Wat is de oorzaak van de stijging van het budget in de verslagperiode met € 7,1 miljoen voor landaanwinning?

Antwoord 8

De ophoging van het budget van € 7,1 mln betreft de laatste prijsindexatie (jaar 2012) ad 2% voor het deelproject landaanwinning.

In het in 2004 gesloten Bestuursakkoord inzake uitvoering van het Project Mainportontwikkeling Rotterdam is afgesproken dat de Staat voor het realiseren van het deelproject Landaanwinning een bijdrage aan het Havenbedrijf Rotterdam verleend van € 619 mln. (prijspeil 2004), die in 2 tranches zal worden betaald. Dit bedrag wordt verhoogd met een indexatie van 2% per jaar.
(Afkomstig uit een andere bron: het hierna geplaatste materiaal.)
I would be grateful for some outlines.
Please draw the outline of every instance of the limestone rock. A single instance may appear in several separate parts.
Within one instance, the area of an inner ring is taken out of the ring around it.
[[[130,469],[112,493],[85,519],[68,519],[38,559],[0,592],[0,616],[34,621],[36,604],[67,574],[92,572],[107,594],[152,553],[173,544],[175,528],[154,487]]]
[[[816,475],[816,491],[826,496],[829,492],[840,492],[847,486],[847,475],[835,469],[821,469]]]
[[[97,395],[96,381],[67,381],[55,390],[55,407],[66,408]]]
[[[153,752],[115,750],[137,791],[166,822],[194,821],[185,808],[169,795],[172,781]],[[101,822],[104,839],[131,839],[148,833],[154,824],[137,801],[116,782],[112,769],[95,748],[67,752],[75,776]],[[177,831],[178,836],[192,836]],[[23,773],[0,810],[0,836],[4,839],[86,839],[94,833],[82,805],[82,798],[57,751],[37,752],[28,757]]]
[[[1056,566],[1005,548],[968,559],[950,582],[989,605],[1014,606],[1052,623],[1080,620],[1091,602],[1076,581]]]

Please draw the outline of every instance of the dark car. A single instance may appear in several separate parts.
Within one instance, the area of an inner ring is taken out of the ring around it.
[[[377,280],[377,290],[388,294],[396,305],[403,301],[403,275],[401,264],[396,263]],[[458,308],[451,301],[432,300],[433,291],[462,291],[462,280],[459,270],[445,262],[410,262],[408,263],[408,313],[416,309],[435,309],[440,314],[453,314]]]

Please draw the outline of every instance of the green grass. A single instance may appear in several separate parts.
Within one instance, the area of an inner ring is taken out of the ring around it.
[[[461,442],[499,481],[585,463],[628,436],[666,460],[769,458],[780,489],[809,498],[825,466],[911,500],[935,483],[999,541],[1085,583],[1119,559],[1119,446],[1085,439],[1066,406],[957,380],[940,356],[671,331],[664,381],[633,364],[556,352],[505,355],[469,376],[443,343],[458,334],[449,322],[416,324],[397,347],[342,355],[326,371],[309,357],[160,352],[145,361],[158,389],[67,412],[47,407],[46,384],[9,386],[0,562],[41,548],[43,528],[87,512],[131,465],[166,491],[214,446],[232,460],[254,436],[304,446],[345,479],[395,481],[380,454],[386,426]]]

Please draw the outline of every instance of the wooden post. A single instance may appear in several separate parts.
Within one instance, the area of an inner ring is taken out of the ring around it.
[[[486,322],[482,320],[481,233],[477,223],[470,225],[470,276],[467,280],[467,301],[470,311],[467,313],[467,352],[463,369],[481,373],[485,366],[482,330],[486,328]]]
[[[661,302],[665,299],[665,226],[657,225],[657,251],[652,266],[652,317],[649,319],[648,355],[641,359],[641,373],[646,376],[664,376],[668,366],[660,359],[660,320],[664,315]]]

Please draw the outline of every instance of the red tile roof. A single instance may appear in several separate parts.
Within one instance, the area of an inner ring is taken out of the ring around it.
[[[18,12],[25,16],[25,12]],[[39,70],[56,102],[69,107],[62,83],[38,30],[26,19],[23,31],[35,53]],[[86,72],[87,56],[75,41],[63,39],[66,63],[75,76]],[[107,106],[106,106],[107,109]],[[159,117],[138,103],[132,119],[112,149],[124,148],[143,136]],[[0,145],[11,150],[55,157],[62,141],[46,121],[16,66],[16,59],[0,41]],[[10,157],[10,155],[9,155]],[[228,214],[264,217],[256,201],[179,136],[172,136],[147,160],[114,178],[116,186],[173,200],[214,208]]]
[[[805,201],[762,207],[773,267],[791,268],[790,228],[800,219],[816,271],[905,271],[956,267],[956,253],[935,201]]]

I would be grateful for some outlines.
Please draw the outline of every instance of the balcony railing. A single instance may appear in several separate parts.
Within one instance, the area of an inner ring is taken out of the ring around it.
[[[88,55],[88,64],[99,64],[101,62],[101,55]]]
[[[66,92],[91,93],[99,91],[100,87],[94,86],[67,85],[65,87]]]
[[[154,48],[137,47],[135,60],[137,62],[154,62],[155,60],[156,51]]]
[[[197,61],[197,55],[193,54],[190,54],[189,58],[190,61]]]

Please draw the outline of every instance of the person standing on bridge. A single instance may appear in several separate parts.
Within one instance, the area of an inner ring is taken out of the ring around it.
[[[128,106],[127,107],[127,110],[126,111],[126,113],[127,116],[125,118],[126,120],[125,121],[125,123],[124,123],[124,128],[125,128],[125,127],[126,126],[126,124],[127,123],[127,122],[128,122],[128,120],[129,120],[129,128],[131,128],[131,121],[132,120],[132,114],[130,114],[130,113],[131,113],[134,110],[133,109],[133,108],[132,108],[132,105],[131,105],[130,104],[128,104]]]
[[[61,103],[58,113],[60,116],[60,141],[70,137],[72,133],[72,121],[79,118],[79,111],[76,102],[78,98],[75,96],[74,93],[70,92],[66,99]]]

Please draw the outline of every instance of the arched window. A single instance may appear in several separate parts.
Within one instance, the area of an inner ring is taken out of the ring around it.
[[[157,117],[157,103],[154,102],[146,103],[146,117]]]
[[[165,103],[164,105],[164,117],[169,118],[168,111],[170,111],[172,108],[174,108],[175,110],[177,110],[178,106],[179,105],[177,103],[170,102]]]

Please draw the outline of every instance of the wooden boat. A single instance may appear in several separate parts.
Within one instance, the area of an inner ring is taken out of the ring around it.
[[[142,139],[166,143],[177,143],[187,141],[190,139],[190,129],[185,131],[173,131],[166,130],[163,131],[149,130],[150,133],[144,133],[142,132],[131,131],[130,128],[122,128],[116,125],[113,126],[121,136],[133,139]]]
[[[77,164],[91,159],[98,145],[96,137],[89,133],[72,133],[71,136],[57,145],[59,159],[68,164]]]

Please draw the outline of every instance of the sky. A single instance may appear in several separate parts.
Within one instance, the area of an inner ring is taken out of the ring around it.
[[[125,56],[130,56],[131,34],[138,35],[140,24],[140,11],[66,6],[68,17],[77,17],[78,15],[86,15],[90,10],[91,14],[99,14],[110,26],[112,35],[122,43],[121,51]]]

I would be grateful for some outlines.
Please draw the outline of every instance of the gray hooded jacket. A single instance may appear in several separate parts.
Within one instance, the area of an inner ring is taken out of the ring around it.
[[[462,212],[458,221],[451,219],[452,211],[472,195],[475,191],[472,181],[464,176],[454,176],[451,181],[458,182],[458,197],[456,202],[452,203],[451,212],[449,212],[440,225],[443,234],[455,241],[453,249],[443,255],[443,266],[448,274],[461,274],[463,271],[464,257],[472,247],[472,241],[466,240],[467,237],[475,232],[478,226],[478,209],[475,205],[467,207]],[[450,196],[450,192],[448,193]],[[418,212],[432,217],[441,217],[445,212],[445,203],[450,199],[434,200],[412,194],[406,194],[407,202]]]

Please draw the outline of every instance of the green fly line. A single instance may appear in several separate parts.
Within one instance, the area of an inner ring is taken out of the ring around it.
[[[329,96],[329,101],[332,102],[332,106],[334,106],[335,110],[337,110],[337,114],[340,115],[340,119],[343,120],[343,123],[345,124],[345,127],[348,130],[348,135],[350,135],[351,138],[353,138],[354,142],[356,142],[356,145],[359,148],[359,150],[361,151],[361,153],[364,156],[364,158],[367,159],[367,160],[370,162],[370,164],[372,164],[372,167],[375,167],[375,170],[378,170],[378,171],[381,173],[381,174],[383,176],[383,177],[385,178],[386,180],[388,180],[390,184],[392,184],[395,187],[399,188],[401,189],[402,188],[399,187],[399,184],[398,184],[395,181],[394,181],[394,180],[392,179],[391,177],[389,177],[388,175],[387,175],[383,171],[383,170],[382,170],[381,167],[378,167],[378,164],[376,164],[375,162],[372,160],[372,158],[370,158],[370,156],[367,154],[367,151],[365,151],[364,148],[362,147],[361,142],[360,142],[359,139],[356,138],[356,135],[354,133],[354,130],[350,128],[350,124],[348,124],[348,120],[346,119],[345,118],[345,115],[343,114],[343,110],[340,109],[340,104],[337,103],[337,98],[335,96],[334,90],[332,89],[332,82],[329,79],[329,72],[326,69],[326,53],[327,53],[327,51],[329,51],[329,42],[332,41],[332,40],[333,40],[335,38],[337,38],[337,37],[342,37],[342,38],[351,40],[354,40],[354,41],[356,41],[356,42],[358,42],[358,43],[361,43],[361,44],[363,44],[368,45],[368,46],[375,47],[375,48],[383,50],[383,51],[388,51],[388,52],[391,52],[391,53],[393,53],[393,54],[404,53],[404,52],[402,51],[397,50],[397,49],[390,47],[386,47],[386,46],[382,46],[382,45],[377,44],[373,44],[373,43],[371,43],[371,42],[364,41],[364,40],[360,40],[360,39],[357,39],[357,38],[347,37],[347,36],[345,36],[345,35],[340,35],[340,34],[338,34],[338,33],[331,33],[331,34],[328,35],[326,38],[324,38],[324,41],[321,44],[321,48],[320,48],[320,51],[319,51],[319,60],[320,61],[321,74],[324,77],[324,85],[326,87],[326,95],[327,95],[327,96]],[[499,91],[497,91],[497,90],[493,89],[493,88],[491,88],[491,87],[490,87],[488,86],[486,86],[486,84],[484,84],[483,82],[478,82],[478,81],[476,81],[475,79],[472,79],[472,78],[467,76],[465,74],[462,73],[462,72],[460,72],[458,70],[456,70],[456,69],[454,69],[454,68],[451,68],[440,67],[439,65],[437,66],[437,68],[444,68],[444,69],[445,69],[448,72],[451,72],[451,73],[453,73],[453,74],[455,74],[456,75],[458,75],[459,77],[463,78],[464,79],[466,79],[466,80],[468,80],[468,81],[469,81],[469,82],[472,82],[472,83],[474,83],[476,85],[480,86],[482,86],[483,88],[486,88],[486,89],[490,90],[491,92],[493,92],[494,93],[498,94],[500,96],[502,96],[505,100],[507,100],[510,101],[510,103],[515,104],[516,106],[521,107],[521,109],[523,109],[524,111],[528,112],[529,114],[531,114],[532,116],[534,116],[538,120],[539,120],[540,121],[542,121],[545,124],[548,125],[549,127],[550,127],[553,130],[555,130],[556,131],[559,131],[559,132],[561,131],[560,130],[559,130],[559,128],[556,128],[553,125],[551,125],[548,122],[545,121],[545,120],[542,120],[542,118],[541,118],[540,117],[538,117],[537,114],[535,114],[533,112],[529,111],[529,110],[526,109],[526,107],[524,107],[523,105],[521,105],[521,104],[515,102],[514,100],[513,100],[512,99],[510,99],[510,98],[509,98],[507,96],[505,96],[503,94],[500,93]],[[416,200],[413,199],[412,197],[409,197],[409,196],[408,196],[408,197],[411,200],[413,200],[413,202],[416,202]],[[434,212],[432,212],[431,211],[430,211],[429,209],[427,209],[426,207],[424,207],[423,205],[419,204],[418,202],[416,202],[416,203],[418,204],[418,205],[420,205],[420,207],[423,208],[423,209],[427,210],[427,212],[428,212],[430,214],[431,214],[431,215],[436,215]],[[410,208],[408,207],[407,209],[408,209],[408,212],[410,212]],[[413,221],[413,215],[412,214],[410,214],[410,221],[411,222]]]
Op deze wijze resulteert er een totaalbedrag van € 726 mln (prijspeil 2011/2012), waarvan € 363 mln is betaald in 2011 en € 363 mln in 2012.

Vraag 9

Hoe staat het met de milieuvergunningverlening voor bedrijven in het havengebied?

Antwoord 9

De milieuvergunningen en de natuurvergunningen (Nb-wet) voor de bedrijven RWG en APMT op Maasvlakte 2 zijn verleend en onherroepelijk.